Cette recension a été publiée dans le numéro d’été de Politique étrangère (n°2/2017). Bernard Godard propose une analyse de l’ouvrage de Florence Bergeaud-Blackler, Le marché halal ou l’invention d’une tradition (Seuil, 2017, 272 pages).

Le marché halal

Cet ouvrage montre comme le halal est avant tout une affaire commerciale et idéologico-politique, même s’il puise sa source au registre religieux. L’auteur rappelle en introduction que la notion de licéité en islam est plus subtile que la réduction qui en est faite par les fondamentalistes entre halal et haram, réduction hélas accréditée par les industriels, les musulmans et les non musulmans.

C’est la révolution iranienne qui va faire entrer de plain-pied la norme religieuse dans le marché dans les années 1980. C’est la négociation entre la Nouvelle-Zélande et l’Australie d’une part, et la République islamique d’autre part, bientôt suivie par l’Arabie Saoudite et d’autres pays, pour l’exportation d’ovins qui amène la création d’un cadre normé pour « islamiser » les échanges. Pour l’Europe, le poids des consommateurs musulmans s’affirme dans les années 1990. L’année 1996 marque un tournant, le marché bovin se réduisant dramatiquement en raison de la maladie ESB, alors que la consommation de la viande bovine des musulmans ne baisse pas. De concert avec des intermédiaires musulmans, les industriels vont « fabriquer » du religieux par la « sacralisation », en parlant de « sacrificateur musulman » par assimilation à la cacherout juive – alors qu’il n’y a pas de comparaison possible. Le ministre Charles Pasqua décide l’attribution du monopole d’une cacherout musulmane à la Grande mosquée de Paris, quasi impossible à mettre en œuvre.

L’auteur explore ensuite les pays musulmans qui, pour des raisons propres à chacun, vont « créer » de la norme halal : la Malaisie pour s’affirmer face aux minorités non malaisiennes qui dominent le pays ; les Émirats arabes unis, comme modèle d’expansion économique dans le Golfe ; et la Turquie, comme moyen de reconquête d’une identité musulmane. Parallèlement, les mouvements fondamentalistes vont tenter « d’étendre le champ du halal ». Légère faiblesse de l’argumentation du livre : la surenchère normative serait mécaniquement liée à l’islamisme, aussi bien celui des Frères musulmans que celui de groupes salafistes. Mais, comme le démontre le chapitre 4 sur la France, la chose n’est pas si simple.

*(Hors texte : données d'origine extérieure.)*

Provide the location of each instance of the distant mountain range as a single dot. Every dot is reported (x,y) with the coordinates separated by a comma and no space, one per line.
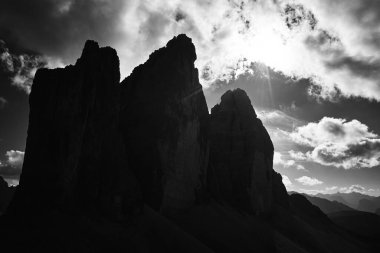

L’auteur reprend même à son compte les termes du politologue Lorenzo Vidino sur ces nouveaux acteurs politico-économiques qu’il désigne comme « la nouvelle fraternité musulmane européenne ».

L’auteur pointe par ailleurs ce qu’il dénonce comme une « complicité » avec les « rigoristes », de la part d’instances internationales séculières qui ont créé en 1997 une norme internationale halal à l’intérieur du Codex alimentarius tenu par l’Organisation des Nations unies pour l’alimentation et l’agriculture (FAO), illustrant ainsi une certaine frénésie de la finance mondiale face au « troisième milliard » (après Chinois et Indiens) que représenterait le marché des musulmans consommant halal. L’auteur crée ici le concept d’une « oumma consumériste », prévoyant que l’idée d’un halal « aseptisé », cherchant à composer avec les non musulmans, va s’estomper au bénéfice d’un halal « ummique », qui cherche de plus en plus à donner aux seuls musulmans la capacité de réguler et exploiter ce marché.

En étudiant les ressorts des différents enjeux de ce marché, cet ouvrage nous éclaire sur le futur des relations du monde musulman avec les autres pays du globe ; surtout, il éclaire « l’invention » d’un nouveau communautarisme au sein même de nos sociétés.